They can't do what brick and mortar retailers can do.
They can’t create an emotional connection to an object. A shopper can’t pick up an item and see how it feels around their wrist or drapes against their skin.
They can't show serendipity. A shopper can't go looking for a crib and suddenly there's a frog umbrella. They’d be like what the hell is that?
Right, they can't do that.
That’s why many are opening stores, even Amazon.
In spite of all the nonsense around the retail apocalypse and the hyperbole retail is dead, brick and mortar stores can still excel in merchandising, in selling, and in creating an exceptional experience.
There are more tools than ever to collect, analyze and create forward-thinking actions to compete.
There are a lot of ways it doesn't suck to be a brick and mortar retailer.
But from the corporate execs in their ivory towers who obsessively collect bad news to the Main Street independent, everyone is calling each other and complaining that that is their reality.
I’ve said it for years and it bears repeating, retailers are reaping the harvest of decades of rotten customer service from department stores to boutiques to independent retailers.
Traffic is down - I get it.
Like it’s all those darn customers’ fault.
As retailers, you need to get over that mindset because what you set your mind on is where you're going to go. In-store retail sales are expected to rise this year, but not by much.
If you say I'm gonna make it through this, and are up to the challenge, great. But if you wanna just bitch and moan about it…
I overheard somebody doing that in a store about their own customers. And you know the kicker? It was the owner.
I stood there thinking, really? I would've been fired if I had ever talked like that about a customer.
After all the only reason a business exists is to have customers.
When did the fundamentals of retail change?
They didn’t. You need to be brilliant on the basics.
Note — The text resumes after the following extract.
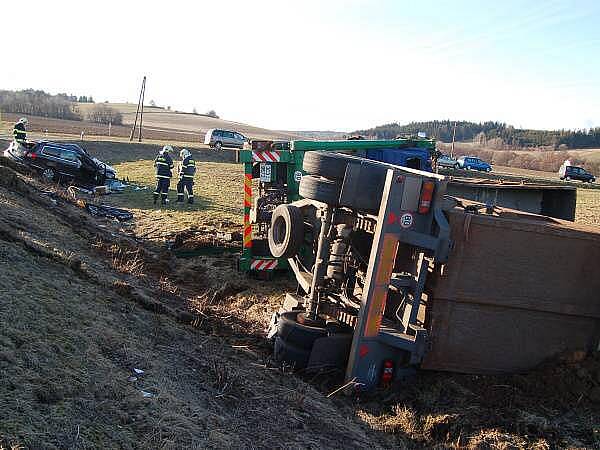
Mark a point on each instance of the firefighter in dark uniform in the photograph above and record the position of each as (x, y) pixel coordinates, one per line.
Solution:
(164, 164)
(186, 176)
(19, 132)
I’ve assembled a dozen best practices for you to measure yourself and your retail management crew against when it comes to employee training, customer service and your employee performance management. So here they are…
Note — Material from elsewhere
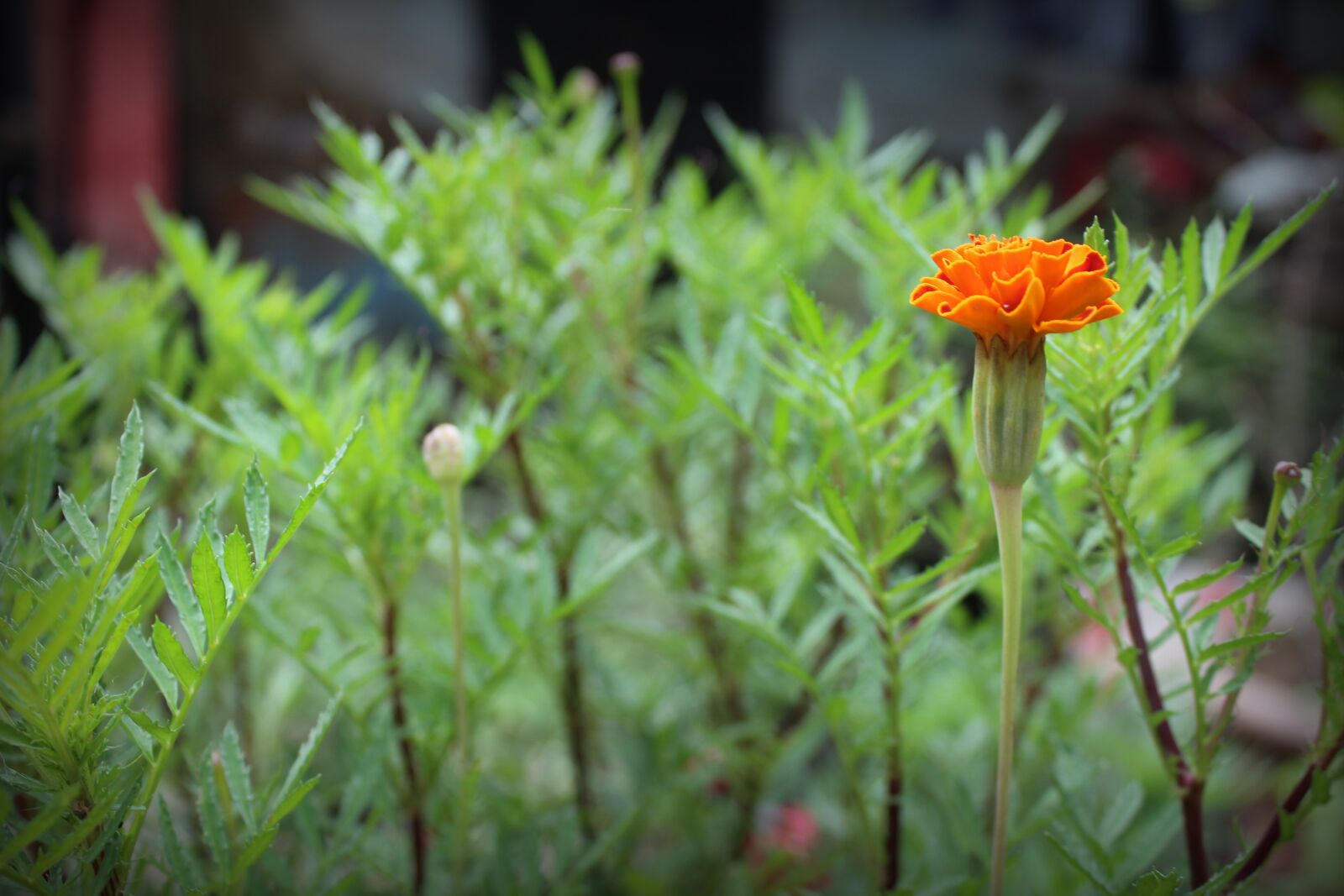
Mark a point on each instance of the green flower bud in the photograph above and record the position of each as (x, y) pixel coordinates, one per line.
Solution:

12 Best Practices Of Retailers
Best retailers offer competitive pay, incentives, training, and benefits. They don’t share a philosophy of churn-and-burn employees as the norm. If you think you can drive up to work in a brand new Mercedes while your employees have to take a bus and no one notices - you’re wrong.
Best retailers have well-oiled supply chains so customers don’t arrive at your store to find you are out of the product they could just as easily have purchased from their smartphone without having to use their car.
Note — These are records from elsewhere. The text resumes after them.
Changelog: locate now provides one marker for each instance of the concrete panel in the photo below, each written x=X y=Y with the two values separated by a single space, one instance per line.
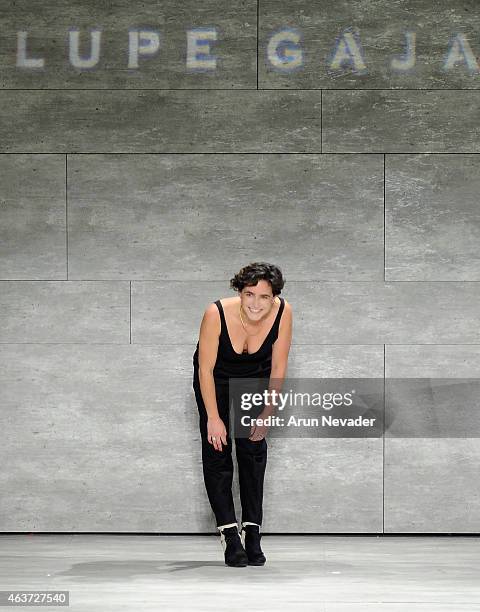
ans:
x=431 y=484
x=160 y=121
x=100 y=438
x=86 y=312
x=161 y=61
x=371 y=44
x=326 y=484
x=32 y=232
x=374 y=313
x=432 y=217
x=88 y=429
x=200 y=217
x=401 y=121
Best retailers limit their price and promotions because they keep a tight reign on inventory to maximize turn and margin. It doesn’t mean you don’t put on sales, but they are not so frequent customers can time their purchases to wait for the deal.
The best District Managers are able to face-to-face dialogue with their individual managers instead of just holding conference calls. The worst just pass along just what all stores need to do and set goals that are unrealistic for many.
The best District Managers know the names of all employees in their stores and they make sure to talk to all of them on a store visit. Too many come in on a beeline to the manager where they meet in private and leave without any interaction. At it’s heart, retail is a people business, not a process business.
The best District Managers are a buffer between corporate and managers so neither has a chance to get mad at the other. It is far better to be encouraging dialogue than to let things devolve into an us versus them. No one wins in that game, especially your customers.
The best managers have enough payroll budget to not only complete tasks but also to train employees how to sell the merchandise. You manage down your sales by having fewer employees on the schedule and expecting those employees to do more with less. But you can’t do more engagement with less staff, you simply lose your employees to completing tasks, not helping customers.
The best managers recognize individual employees throughout the day so everyone feels valued and appreciated. From the daily morning huddle to the weekly store meetings, the best managers make their employees’ day so their employees will make the customers’ day.
The best store managers are able to hire employees who are teachable and let those who aren’t go. They know if they don’t hire the best, they’re pretty much left with employees who put it out and hope someone asks to buy it.
The best store managers are easily found on the sales floor where they can most affect sales goals.
The best retail sales associates, at their core, really like people. Managers don’t have to try to coerce them to go help someone. Retail sales training sticks.
The best retail sales associates can juggle customers without making the customer experience feel compromised.
The best retail salespeople are able to romance a product a shopper hadn’t even considered. They know selling is nothing more than a transference of feeling and because they are excited and passionate about it, they can easily spark that in a stranger.